First, the president:
A year and a half ago, I put forward an American Jobs Act that independent economists said would create more than one million new jobs. I thank the last Congress for passing some of that agenda, and I urge this Congress to pass the rest. ...

There are things we can do, right now, to accelerate this trend. Last year, we created our first manufacturing innovation institute in Youngstown, Ohio. A once-shuttered warehouse is now a state-of-the art lab where new workers are mastering the 3D printing that has the potential to revolutionize the way we make almost everything. There’s no reason this can’t happen in other towns. So tonight, I’m announcing the launch of three more of these manufacturing hubs ...

Tonight, I propose a “Fix-It-First” program to put people to work as soon as possible on our most urgent repairs, like the nearly 70,000 structurally deficient bridges across the country.
From Sen Paul:
Ronald Reagan said, government is not the answer to the problem, government is the problem.

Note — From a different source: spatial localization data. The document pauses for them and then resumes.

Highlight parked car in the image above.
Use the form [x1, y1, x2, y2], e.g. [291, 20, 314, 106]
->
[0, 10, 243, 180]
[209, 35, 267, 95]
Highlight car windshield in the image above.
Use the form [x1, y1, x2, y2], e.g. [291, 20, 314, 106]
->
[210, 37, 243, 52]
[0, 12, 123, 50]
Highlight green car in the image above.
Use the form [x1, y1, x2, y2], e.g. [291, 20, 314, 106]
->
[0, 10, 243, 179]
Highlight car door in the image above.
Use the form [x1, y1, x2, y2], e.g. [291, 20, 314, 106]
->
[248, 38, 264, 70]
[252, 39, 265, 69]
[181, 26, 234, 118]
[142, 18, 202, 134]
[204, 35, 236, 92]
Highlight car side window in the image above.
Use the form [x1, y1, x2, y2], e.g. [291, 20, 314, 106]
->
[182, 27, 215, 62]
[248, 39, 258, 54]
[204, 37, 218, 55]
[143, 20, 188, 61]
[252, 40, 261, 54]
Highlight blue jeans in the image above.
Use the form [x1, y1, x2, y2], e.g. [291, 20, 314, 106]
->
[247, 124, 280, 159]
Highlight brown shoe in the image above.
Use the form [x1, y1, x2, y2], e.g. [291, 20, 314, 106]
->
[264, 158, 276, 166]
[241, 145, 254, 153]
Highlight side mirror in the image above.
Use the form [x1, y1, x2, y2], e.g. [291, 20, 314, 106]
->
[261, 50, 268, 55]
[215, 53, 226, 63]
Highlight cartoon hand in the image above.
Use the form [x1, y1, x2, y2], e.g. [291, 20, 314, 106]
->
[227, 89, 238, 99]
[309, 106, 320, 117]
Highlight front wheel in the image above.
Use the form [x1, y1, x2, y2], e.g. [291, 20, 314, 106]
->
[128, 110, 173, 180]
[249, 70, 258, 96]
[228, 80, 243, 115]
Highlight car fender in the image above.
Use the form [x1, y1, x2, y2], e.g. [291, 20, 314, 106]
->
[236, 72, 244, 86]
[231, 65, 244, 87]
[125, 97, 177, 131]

Tonight, the President told the nation he disagrees. President Obama believes government is the solution: More government, more taxes, more debt.

What the President fails to grasp is that the American system that rewards hard work is what made America so prosperous.

What America needs is not Robin Hood but Adam Smith. In the year we won our independence, Adam Smith described what creates the Wealth of Nations.

He described a limited government that largely did not interfere with individuals and their pursuit of happiness.
Sen. Rubio:
More government isn’t going to create more opportunities. It’s going to limit them.

And more government isn’t going to inspire new ideas, new businesses and new private sector jobs. It’s going to create uncertainty.

Because more government breeds complicated rules and laws that a small business can’t afford to follow.

Because more government raises taxes on employers who then pass the costs on to their employees through fewer hours, lower pay and even layoffs.


There are more contrasts @ Three State of the Union Visions: Obama, Rubio, and Paul (http://reason.com/blog/2013/02/13/three-state-of-the-union-visions-obama-r)

Alif Qadr
02-14-2013, 07:12 AM
It's a long-winded highly biased blog entry by someone full of themselves, when this is a forum for discussion.

Where, cigar, do you see anxiety and fear?

In himself, Chris. The self is the origin of all mental/psychological responses and sentiment. Something is obviously happening either in his personal life or from what he (Cigar) perceives is taking place around him and nationwide. Then again, this is just another one of my bloviations.

JackRuby
02-14-2013, 07:51 AM
In himself, Chris. The self is the origin of all mental/psychological responses and sentiment. Something is obviously happening either in his personal life or from what he (Cigar) perceives is taking place around him and nationwide. Then again, this is just another one of my bloviations.

Damn I thought Dr.Monty Ward was the nation's #1 psychologist until I read this! You have a "very psychological mind!"